An RCT conducted in Turkey73 (2005) [EL=1-] compared the efficacy, safety and optimal dose of liquid paraffin and lactulose in children with chronic functional constipation. The study included 40 children aged 2 to 12 years referred for evaluation of constipation with evidence of faecal impaction (22 male, mean age 3.7 years ± 2.7). Children were randomised to receive either liquid paraffin or lactulose for 8 weeks. The medication was administered orally as a suspension at 1 ml/kg twice daily for each drug. To determine the best dose for each child, parents were asked to increase or decrease the volume of each drug by 25% every 3 days as required to yield two firm to loose stools per day. The maximum dose used throughout the study was 3 ml/kg per day for each drug. Outcomes measured at 4 and 8 weeks after initiation of treatment were: optimal dose of drugs, compliance rate and side effects. Patients were instructed to take both empty and full containers to calculate the amount of medication taken. It is unclear how side effects were recorded.

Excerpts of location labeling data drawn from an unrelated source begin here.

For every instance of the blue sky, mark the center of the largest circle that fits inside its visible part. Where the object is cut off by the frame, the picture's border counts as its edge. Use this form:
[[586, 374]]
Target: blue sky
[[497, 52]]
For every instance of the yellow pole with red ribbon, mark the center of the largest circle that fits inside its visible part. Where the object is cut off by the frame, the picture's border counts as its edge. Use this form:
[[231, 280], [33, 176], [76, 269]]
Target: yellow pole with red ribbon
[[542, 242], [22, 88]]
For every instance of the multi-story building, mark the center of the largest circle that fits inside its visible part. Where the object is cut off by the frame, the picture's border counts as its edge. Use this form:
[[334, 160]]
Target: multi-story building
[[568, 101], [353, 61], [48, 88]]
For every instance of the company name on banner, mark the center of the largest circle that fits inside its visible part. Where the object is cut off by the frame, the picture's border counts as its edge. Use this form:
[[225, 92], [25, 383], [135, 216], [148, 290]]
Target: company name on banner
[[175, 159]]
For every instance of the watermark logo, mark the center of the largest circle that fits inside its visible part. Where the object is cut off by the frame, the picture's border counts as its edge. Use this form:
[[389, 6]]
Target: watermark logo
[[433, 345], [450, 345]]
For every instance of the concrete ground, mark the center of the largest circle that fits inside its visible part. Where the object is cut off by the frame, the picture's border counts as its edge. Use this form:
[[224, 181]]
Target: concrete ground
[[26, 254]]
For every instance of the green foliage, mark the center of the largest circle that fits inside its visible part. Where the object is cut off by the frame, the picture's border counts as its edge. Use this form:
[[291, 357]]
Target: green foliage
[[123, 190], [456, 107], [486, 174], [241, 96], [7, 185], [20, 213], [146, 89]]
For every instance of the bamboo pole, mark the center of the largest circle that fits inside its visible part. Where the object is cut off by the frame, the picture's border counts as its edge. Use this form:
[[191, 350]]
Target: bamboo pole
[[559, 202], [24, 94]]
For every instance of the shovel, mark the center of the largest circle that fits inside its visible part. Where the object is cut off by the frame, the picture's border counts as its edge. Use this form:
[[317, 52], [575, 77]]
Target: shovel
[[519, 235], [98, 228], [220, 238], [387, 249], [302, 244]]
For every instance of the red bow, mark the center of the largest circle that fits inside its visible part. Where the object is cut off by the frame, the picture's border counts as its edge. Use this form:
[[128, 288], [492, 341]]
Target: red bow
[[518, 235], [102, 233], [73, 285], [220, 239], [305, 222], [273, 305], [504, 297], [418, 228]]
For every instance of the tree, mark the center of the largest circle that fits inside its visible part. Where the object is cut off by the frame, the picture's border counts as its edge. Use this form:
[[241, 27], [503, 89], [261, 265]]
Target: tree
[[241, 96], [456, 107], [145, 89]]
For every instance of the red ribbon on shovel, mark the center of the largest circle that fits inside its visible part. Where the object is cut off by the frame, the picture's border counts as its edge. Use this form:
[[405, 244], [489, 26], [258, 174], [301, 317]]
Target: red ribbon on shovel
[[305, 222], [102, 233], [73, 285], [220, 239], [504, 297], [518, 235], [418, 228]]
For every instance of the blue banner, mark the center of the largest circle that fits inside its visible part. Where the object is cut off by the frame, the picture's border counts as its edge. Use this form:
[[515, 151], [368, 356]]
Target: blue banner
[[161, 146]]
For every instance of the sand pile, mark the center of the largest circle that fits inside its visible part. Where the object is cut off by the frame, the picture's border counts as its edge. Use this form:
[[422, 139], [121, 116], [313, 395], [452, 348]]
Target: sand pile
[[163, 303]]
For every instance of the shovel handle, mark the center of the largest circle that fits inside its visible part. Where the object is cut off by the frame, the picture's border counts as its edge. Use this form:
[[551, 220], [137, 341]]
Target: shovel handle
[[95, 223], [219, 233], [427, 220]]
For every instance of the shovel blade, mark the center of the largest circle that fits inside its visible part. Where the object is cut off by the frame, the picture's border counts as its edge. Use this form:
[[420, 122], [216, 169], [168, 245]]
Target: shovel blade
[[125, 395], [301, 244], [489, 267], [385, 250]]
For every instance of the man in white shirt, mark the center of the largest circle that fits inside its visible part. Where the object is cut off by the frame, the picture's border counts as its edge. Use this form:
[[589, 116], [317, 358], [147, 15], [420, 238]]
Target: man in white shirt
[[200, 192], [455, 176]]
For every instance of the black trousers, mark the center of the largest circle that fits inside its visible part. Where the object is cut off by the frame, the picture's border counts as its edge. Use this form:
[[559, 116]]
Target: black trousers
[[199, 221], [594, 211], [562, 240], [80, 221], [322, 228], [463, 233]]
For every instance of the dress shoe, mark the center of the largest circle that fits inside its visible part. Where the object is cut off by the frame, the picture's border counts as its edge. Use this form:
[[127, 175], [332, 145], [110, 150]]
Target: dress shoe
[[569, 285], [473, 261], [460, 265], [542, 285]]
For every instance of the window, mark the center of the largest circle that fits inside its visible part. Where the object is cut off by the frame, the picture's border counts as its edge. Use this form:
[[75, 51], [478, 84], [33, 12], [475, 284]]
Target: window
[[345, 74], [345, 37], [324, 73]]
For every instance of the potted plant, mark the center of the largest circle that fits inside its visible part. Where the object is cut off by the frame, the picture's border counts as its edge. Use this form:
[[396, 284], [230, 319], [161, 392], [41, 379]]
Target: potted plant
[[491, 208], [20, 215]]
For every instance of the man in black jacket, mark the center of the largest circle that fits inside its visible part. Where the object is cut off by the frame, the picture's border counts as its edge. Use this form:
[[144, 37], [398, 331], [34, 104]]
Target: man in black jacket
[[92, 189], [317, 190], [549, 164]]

The optimal dose of drugs was not significantly different for children taking liquid paraffin compared to children taking lactulose (mean 1.88 ml/kg/day ± 0.27 versus mean 2.08 ml/kg/day ± 0.27). These data were reported in a table and it was assumed that figures given were for the whole study period. Data reported in text for the last 4 weeks of treatment stated the optimal dose for liquid paraffin as 1.72 ml/kg/day ± 0.18 and for lactulose as 1.82 ml/kg/day ± 0.57. Adherence rate during the first 4 weeks of treatment was not significantly different when comparing both groups. During the last 4 weeks of therapy significantly more children complied with taking liquid paraffin than the children taking lactulose (n=90 versus n=60; P = 0.02). No patient stopped treatment because of adverse effects (adverse effects not reported). During the first 4 weeks, taste aversion was reported in one child on liquid paraffin and abdominal distension in two patients on lactulose influenced adherence. During the last 4 weeks, adherence was influenced by poor symptom control in five patients, side effects (abdominal distension and cramping) in three children on lactulose and watery stools in two children on liquid paraffin.